Ce n'est pas vous. C'est le rôle qu'on vous demande de tenir.

Si vous n'arrivez plus à tenir, ce n'est peut-être pas vous le problème. C'est ce qu'on vous demande de tenir.
On nous a formés à devenir le parfait homo œconomicus dont le système a besoin pour survivre : performant partout, tout le temps, rentable jusque dans nos loisirs. Optimisés le jour, optimisés le soir, coupables dès qu'on s'arrête.
Ce n'est pas la vie qui est impossible à tenir. C'est le rôle qu'on nous a assigné.
Le corps, lui, n'a jamais été fait pour performer sans fin. Il est fait pour vivre.
Pour aller plus loin
Qu'est-ce que l'homo œconomicus ?
Derrière ce nom un peu savant se cache une idée simple, et devenue si familière qu'on ne la remarque même plus. L'homo œconomicus, c'est l'être humain réduit à sa fonction économique : un agent censé maximiser son rendement, optimiser son temps, rentabiliser chacune de ses actions. Un modèle théorique, à l'origine, mais qui a fini par déborder les manuels d'économie pour devenir une manière d'exister.
Nous avons intériorisé ce modèle au point d'en faire une exigence intime. Être productif au travail ne suffit plus : il faut aussi optimiser son sommeil, rentabiliser ses vacances, faire de ses loisirs des occasions de « se développer », transformer le repos lui-même en performance. Rien n'échappe à l'impératif de rendement, pas même ce qui était censé nous en délivrer.
Pourquoi ce rôle épuise-t-il autant ?
Parce qu'il exige du corps quelque chose qu'il ne peut pas donner : une disponibilité sans limite. Le vivant fonctionne par cycles. Effort et récupération, tension et relâche, activité et repos. C'est l'alternance qui le maintient en vie, pas la performance continue. Un cœur qui ne se relâcherait jamais entre deux battements s'arrêterait. Un muscle toujours contracté se déchire.
Le rôle d'homo œconomicus nie ces cycles. Il demande une performance constante, sans creux, sans temps mort.
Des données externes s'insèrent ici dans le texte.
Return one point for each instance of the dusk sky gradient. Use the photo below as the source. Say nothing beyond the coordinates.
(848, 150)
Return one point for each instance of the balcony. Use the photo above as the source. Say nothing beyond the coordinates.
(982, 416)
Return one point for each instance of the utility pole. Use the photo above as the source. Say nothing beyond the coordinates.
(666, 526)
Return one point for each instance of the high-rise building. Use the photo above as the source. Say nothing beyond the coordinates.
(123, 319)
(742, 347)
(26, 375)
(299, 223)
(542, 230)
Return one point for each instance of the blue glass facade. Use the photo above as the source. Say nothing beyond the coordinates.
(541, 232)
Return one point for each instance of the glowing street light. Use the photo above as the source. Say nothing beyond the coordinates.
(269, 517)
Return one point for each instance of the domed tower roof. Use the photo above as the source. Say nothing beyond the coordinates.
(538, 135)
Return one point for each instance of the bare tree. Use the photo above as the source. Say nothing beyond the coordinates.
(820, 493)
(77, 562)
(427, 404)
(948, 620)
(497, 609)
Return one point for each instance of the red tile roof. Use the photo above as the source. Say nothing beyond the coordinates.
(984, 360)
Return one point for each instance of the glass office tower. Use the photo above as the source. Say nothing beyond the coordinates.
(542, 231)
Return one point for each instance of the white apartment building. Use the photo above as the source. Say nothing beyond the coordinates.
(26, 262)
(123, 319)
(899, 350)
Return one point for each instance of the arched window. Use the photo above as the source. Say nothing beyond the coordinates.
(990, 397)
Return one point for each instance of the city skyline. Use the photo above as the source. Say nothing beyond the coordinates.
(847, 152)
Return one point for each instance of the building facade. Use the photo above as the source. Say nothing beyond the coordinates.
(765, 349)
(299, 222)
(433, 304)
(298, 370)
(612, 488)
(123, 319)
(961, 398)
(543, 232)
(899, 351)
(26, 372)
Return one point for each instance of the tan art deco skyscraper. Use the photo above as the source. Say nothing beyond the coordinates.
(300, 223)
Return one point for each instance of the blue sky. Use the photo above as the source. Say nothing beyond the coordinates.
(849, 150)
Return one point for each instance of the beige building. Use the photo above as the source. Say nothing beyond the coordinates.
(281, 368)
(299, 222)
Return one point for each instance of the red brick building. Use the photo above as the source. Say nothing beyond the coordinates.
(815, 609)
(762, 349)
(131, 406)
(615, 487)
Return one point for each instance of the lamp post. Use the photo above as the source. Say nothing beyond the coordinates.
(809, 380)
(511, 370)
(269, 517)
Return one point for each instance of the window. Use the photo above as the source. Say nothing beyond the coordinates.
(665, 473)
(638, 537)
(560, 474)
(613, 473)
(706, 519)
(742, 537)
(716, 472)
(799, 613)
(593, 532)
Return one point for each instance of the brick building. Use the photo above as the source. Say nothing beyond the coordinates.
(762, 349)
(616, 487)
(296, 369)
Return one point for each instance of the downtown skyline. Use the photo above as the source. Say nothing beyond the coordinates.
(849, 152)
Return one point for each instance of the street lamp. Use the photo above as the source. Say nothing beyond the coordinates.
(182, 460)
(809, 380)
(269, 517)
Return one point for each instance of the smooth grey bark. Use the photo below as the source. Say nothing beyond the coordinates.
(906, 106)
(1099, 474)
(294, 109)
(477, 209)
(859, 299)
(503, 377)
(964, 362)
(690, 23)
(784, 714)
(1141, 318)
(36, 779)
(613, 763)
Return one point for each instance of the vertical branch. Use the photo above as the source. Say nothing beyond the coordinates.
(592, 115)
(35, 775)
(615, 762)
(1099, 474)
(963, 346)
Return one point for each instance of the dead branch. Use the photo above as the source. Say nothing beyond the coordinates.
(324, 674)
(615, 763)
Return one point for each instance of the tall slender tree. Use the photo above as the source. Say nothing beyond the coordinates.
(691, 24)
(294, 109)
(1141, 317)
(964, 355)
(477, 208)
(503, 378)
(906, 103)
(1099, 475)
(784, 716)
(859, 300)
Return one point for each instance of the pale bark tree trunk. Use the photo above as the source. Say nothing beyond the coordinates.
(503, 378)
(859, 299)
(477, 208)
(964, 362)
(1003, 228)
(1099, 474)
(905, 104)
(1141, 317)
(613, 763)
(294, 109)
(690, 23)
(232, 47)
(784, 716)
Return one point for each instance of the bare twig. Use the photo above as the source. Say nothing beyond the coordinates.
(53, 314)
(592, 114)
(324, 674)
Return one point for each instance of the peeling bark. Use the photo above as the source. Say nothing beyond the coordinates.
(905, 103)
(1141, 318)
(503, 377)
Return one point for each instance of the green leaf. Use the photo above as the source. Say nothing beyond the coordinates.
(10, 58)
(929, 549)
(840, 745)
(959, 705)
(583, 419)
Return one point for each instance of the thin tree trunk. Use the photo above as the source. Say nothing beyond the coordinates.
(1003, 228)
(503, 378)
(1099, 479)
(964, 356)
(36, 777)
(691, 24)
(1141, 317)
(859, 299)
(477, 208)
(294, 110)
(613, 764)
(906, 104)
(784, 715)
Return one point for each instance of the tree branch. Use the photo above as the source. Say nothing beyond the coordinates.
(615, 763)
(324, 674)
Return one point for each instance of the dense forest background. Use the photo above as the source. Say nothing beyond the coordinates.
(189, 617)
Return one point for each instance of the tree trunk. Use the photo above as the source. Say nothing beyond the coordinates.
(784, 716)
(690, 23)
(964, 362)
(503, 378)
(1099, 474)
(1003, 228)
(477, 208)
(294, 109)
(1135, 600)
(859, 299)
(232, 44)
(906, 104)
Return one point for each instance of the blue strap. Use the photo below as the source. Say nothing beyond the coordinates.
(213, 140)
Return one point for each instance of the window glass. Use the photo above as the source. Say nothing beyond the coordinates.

Le corps essaie de suivre, mobilise ses réserves, puise dans ses ressources d'urgence. Un temps, cela tient. Puis les signaux apparaissent : fatigue qui ne cède plus au repos, sommeil qui ne répare plus, irritabilité, perte d'élan, corps qui tombe malade dès qu'il s'arrête enfin. Ce ne sont pas des faiblesses personnelles. Ce sont les symptômes d'un organisme sommé de fonctionner contre sa nature.
Ce n'est pas vous qui êtes défaillant
C'est peut-être le renversement le plus important. Quand on n'arrive plus à suivre, le premier réflexe est de se le reprocher : manquer de discipline, de résistance, d'organisation. On cherche la faille en soi. Mais si des millions de personnes s'épuisent de la même manière, au même moment, la question n'est plus individuelle. Ce n'est pas chaque corps qui est trop faible. C'est le rôle qui est intenable.
Comprendre cela ne règle pas tout, mais cela déplace la culpabilité. On cesse de se demander « qu'est-ce qui ne va pas chez moi ? » pour se demander « à quoi ai-je accepté de me plier ? ». Et cette seconde question, contrairement à la première, ouvre une porte.
Revenir à un corps fait pour vivre
Sortir de ce rôle ne veut pas dire renoncer à agir, à créer, à s'engager. Cela veut dire réhabiliter ce que la logique de performance a disqualifié : le repos qui n'est pas une récompense mais un besoin, la lenteur qui n'est pas une paresse mais un rythme, le temps sans but qui n'est pas perdu mais vital. Cela veut dire réapprendre à écouter les cycles du corps plutôt qu'à les forcer.
Le corps n'a jamais été une machine à rendement. Il est un vivant, avec ses saisons, ses marées, ses besoins. Lui rendre ce droit, ce n'est pas se retirer du monde : c'est retrouver la seule base solide à partir de laquelle on peut y tenir vraiment, longtemps, sans se détruire. Non pas performer sans fin. Vivre.